(Received for publication, April 11, 1997, and in revised form, June 6, 1997)
From the Oncology Center and Department of Medicine, The
Johns Hopkins University, Baltimore, Maryland 21231
Promoter region CpG island methylation is associated with tumor suppressor gene silencing in neoplasia. GenBank sequence analyses revealed that a number of CpG islands are juxtaposed to multiple Alu repeats, which have been proposed as "de novo methylation centers." These islands also contain multiple Sp1 elements located upstream and downstream of transcription start, which have been shown to protect CpG islands from methylation. We mapped the methylation patterns of the E-cadherin (E-cad) and von Hippel-Lindau (VHL) tumor suppressor gene CpG island regions in normal and neoplastic cells. Although unmethylated in normal tissue, these islands were embedded between densely methylated flanking regions containing multiple Alu repeats. These methylated flanks were segregated from the unmethylated, island CpG sites by Sp1-rich boundary regions. Finally, in human fibroblasts overexpressing DNA methyltransferase, de novo methylation of the E-cad CpG island initially involved sequences at both ends of the island and the adjacent, flanking regions and progressed with time to encompass the entire CpG island region.
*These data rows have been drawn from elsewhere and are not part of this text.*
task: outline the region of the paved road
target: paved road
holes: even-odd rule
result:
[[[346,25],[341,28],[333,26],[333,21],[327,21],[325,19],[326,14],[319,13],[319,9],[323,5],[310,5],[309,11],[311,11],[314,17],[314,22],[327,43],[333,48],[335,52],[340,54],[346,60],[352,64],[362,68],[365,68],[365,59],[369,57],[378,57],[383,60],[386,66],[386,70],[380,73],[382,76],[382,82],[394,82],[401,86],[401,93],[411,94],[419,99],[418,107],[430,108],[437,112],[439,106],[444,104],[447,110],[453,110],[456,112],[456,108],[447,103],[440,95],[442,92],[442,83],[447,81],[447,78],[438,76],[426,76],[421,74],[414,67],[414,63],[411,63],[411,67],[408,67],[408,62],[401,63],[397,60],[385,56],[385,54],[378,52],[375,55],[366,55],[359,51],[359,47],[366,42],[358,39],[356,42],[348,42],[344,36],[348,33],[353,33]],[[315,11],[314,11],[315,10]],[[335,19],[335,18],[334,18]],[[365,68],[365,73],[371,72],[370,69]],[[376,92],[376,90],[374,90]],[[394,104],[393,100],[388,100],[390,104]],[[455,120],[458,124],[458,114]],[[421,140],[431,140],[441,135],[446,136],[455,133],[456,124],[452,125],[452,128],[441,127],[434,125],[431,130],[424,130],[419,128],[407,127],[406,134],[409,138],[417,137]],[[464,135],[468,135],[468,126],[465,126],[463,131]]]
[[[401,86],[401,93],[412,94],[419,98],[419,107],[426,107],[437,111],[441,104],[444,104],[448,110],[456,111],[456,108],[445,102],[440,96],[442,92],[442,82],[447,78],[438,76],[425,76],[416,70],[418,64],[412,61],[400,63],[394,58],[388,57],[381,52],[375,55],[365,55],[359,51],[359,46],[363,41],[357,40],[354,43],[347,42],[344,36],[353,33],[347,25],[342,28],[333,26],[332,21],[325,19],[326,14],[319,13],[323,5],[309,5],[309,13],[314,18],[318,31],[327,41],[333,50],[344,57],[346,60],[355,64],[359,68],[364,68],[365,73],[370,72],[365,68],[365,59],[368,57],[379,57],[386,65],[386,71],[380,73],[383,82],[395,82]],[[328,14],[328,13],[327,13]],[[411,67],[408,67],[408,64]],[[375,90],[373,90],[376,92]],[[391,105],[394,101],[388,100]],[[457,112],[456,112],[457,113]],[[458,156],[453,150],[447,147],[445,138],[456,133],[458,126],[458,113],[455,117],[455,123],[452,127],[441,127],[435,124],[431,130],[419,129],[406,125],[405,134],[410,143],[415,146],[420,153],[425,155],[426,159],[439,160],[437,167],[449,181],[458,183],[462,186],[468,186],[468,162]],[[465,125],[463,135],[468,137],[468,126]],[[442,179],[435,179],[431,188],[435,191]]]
Together, these data suggest that boundaries exist at both ends of a CpG island to maintain the unmethylated state in normal tissue and that these boundaries may be progressively overridden, eliciting the de novo methylation associated with tumor suppressor gene silencing in neoplasia.
The CpG dinucleotide is underrepresented in the mammalian genome except in clusters known as CpG islands. CpG islands are generally unmethylated in normal tissues, irrespective of gene transcription status, while non-island CpG dinucleotides in bulk chromatin are often methylated (1). In normal tissues, extensive methylation of promoter region CpG islands is exclusively associated with transcriptional silencing of imprinted alleles and genes on the inactive X chromosome (reviewed in Ref. 2). In neoplasia, these patterns of methylation are often altered. Non-island CpGs in bulk chromatin may become hypomethylated, while CpG islands can become densely methylated (1-4). Indeed, aberrant DNA methylation of promoter region CpG islands can serve as an alternative to coding region mutation for the inactivation of tumor suppressor genes, including the retinoblastoma gene (Rb), the von Hippel-Lindau gene (VHL), p16INK4A, p15INK4B, and E-cadherin (E-cad) (5-14).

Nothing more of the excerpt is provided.